Shortages of beds, doctors and nurses in the Baltimore VA Medical Center's emergency room resulted in nearly half of a sample of patients spending more than 6 hours at the facility, including one who waited more than 24 hours, according to a critical inspection report released this month.
In that case, a 59-year-old woman who reported a racing and pounding heartbeat waited 24 hours, 8 minutes before being admitted to a unit where her heartbeat could be continuously monitored. In another example, a 52-year-old man with schizophrenia who expressed desires to kill himself or others waited 22 hours until he was transferred to a non-VA hospital for treatment.
The Department of Veterans Affairs inspector general's office detailed the shortcomings in a report that criticized the hospital's leadership for lacking policies to provide on-call doctors and nurses to boost staffing when patient volume surged. Backups in treating patients led to some being examined in the emergency department's triage area, without privacy, the report said.
The findings come to light as Baltimore's VA Regional Office that handles benefits claims is scrutinized for being second-slowest in the country at processing disability claims. Earlier this month, Sen. Barbara A. Mikulski demanded that the agency immediately develop an action plan to improve efforts at speeding claim processing.
The inspectors visited the hospital in November 2012. In a response written in July to the report, VA hospital officials pledged changes, some of which it put in place this past spring. Veterans' advocates said they plan to closely monitor conditions at the hospital to ensure that patient care is improved.
"The concern is that they're not able to get up to the ICU or to be in an inpatient unit without the proper staffing levels," said Jacob Gadd, deputy director for health care for the American Legion, which monitors veterans' health care quality across the country. "We're thankful no veterans were harmed because of the staffing levels."
The inspection found that of a sample of 20 patients on high-volume days, nine spent more than six hours in the emergency department, and six spent more than 20 hours, with an average length of stay of 7.9 hours. Veterans Affairs standards require that no more than 10 percent of emergency patients spend longer than six hours in the facility, the report noted.
Inspectors found that patients often complained about the lengthy wait times. While hospital leaders routinely reviewed patient data each day, they did not review data on patients' length of stay, the report said.
The backlogs frustrated staff too, the report said.
"Although we did not find examples of patients suffering adverse events due to staffing shortages, we did find a dedicated staff that felt frustrated by what they perceived as an inability to provide the quality of care their patients deserved due to staffing shortages," the report said.
The inspectors found that the problems stemmed from an inability to boost staffing during busy times and a lack of a policy outlining how the department would handle patients when it lacked the appropriate beds or enough staff to care for them.
In responses to the inspection appended to the report, leaders at the Baltimore hospital concurred with the report and said improvements were underway. The hospital added extra beds in a unit capable of cardiac and other monitoring, changed schedules for doctors and physician assistants to accommodate expected periods of high patient volume, and improved its on-call systems. The number of nurses assigned to the emergency department also was increased, the response said.
Hospital officials said patient waits have already improved in the emergency department. During the first six months of 2013, the average visit time for patients who were not admitted to the hospital was between three and four hours and the proportion of patients staying six hours or longer fell to 12 percent, they said.
They added that their own assessment of data for patients who stayed longer than six hours revealed that, in many cases, a patient's stay was lengthened because of a need to treat for intoxication before a mental health assessment can be performed.
VA officials did not respond Thursday to requests for comment.

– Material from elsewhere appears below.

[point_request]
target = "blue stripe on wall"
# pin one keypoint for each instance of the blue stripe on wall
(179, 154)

The West Baltimore hospital, adjacent to the University of Maryland Medical Center, has about 700 beds and sees about 8,300 patient admissions and 622,000 outpatient visits annually, according to American Hospitals Association data.
The Baltimore VA office in the Fallon Building on Hopkins Plaza, meanwhile, has been under fire for statistics showing it is one of the poorest-performing in the nation at processing veterans' disability claims quickly and accurately. As of May, more than 81 percent of the 16,000 disability claims at the office were more than 125 days old. The national average is about 67 percent.
It took the Baltimore office six months on average to process a fully developed claim; the national average is four months. The error rate here was the highest in the country at 25.8 percent.
Mikulski and other lawmakers, as well as groups like the American Legion and Disabled American Veterans, have since pressed for improvements. The Baltimore office has reduced its error rate to 23.5 percent and lowered its backlog of cases 125 days or more old to 77 percent.
This story has been updated to make clearer the distinction between the hospital that handles health care and the regional office that handles benefits claims.